Golang folks, after looking at the code, I am surprised and don't understand why Go version is slow compared to C/C++/Rust. Can anyone please explain? Thank you.
Go's int defaults to 64 bits on a 64 bit machine while C/Rust/Java are all defaulting to 32 bit on the author's machine.
Editing the code and running local to get a difference factor, it looks like the same Go code with int takes 1.5x the amount of time as the int32 code on my machine. That puts it ~right next to Java (assuming the perf change maps 1:1). Remove the GC and it comes in ~right next to C++.
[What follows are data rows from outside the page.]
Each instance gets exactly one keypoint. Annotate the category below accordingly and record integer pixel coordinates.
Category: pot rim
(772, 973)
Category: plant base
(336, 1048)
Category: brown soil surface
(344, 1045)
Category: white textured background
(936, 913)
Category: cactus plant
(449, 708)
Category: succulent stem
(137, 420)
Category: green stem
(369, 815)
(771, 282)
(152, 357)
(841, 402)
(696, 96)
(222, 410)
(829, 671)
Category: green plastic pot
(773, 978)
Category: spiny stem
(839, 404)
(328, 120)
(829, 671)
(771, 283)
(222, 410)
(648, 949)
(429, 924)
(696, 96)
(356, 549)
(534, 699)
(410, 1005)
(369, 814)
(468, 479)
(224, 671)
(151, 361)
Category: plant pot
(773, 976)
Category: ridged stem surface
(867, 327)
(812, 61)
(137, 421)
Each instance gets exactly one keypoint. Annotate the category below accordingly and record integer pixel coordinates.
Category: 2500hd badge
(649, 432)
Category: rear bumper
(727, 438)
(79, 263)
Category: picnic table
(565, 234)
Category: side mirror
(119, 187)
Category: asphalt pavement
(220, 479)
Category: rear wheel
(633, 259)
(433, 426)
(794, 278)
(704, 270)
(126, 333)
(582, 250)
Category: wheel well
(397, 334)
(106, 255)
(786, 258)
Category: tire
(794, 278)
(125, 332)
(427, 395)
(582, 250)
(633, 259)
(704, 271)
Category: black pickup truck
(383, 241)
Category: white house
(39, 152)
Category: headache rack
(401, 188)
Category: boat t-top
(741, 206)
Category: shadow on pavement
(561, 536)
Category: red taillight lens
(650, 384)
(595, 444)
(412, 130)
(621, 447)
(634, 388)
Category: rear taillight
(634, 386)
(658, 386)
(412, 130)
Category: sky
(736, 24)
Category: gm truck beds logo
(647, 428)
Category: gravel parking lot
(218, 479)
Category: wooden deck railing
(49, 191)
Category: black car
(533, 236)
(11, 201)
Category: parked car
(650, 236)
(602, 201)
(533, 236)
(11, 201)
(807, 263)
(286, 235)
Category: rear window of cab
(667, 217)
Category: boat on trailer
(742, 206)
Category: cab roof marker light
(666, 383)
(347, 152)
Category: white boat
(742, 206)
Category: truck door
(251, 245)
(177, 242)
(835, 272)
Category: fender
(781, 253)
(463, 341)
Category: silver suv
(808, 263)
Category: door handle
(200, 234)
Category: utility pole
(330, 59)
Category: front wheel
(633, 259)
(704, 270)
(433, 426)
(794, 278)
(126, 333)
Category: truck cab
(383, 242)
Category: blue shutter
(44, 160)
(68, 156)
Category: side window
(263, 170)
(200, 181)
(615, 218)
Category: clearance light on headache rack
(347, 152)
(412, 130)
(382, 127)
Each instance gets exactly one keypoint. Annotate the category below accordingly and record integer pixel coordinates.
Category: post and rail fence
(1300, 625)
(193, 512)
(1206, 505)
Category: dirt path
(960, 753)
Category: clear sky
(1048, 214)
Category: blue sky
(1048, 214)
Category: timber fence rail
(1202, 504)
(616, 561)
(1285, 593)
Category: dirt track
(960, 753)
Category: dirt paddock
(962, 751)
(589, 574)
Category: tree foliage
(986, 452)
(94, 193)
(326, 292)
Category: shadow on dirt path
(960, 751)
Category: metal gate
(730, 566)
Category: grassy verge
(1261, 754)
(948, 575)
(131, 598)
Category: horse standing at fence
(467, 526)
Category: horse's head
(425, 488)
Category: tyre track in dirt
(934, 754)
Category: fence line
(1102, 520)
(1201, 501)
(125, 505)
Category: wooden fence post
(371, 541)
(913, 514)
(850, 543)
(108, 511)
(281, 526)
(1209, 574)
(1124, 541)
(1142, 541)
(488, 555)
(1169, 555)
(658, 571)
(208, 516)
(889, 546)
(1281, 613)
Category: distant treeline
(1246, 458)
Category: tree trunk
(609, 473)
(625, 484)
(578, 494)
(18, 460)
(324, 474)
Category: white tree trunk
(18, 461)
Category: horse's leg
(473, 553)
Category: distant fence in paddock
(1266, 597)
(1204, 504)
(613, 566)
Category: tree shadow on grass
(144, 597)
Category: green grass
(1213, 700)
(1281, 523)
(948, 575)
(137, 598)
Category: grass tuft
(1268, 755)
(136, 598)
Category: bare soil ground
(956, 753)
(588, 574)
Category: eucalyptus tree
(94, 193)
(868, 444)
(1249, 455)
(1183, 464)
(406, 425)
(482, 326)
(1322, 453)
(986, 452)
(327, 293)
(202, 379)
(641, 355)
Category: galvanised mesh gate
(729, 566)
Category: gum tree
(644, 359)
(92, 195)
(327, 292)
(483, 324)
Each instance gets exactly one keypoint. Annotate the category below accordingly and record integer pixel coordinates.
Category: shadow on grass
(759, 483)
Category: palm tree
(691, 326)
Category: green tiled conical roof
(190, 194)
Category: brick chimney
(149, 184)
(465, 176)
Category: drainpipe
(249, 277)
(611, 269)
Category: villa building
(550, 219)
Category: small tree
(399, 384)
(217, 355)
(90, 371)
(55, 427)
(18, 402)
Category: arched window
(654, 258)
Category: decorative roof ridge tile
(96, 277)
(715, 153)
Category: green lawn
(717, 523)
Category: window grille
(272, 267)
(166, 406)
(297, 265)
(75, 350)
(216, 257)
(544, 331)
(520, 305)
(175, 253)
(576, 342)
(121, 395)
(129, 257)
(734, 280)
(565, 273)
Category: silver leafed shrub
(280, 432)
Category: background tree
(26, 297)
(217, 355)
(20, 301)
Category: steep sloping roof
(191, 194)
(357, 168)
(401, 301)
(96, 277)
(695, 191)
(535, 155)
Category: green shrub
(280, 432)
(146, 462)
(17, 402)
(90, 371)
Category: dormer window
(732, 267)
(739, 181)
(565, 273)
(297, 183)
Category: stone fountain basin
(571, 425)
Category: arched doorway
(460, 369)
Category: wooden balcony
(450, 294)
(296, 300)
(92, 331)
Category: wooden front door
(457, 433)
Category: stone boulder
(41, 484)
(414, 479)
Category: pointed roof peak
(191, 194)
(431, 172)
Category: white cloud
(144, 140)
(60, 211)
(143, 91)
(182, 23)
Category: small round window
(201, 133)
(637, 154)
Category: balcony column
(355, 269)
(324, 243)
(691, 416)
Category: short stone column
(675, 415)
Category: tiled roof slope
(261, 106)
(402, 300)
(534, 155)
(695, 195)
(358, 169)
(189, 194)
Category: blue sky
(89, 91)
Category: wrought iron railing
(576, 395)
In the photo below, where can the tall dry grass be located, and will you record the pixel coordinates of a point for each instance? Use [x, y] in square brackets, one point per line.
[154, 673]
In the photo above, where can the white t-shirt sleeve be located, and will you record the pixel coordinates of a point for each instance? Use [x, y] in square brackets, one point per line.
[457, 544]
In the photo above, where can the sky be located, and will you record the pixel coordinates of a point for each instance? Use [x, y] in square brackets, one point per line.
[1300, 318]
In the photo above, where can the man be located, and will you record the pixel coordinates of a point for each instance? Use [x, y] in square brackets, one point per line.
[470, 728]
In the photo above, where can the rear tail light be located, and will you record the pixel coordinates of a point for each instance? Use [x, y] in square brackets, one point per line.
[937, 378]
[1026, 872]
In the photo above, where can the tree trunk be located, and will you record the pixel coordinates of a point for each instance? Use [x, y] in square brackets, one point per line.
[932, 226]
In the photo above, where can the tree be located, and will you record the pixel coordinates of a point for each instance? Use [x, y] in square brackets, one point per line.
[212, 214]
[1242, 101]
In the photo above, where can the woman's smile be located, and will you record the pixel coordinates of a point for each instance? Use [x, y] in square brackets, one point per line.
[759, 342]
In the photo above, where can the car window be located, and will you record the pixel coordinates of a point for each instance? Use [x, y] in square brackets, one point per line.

Looking at the compiler assembly output on Godbolt it's fun to see all the extra panic info and checks Go adds before going to the loop whereas the C just segfaults from blasting forward anyways, sometimes with no detail.
Anyways, that's why I don't like these types of "benchmarks" (micro tests made into a media post). By the time someone actually looks into them to see what's up everyone has already seen the results and moved on.
Thanks for this information. I wasn't aware that using 64-bit ints makes such a big difference in performance. Thank you.
Usually less on computation performance (often identical or very close to in raw cycle count for the operation) but more on cache/memory performance. The way that maps is platform specific of course.
64 bit mod is much slower than 32 bit mod. Your C program uses int32_t everywhere, while your Go program uses int (which is probably 64 bit on you machine); so this is not a fair comparison. Changing the Go program to use int32 everywhere makes it 35% faster on my machine.
Author here: Yeah, I was surprised that there doesn't seem to be many options for extra optimizations in the Go compiler. Would be curious if Go experts have more insight or other compiler recommendations.
I doubt its the GC kicking in, but you could run it with the following environment variable set just to ensure that its not doing anything.
GOGC=-1
EDIT: Trying it out quickly shows a small improvement actually, but so small as to likely be noise as I was doing other things on the machine. Summary
./mainnogc 1000 ran
1.01 ± 0.06 times faster than ./maingc 1000
You've set the Go code to use int64 but the other faster implementations are using int32.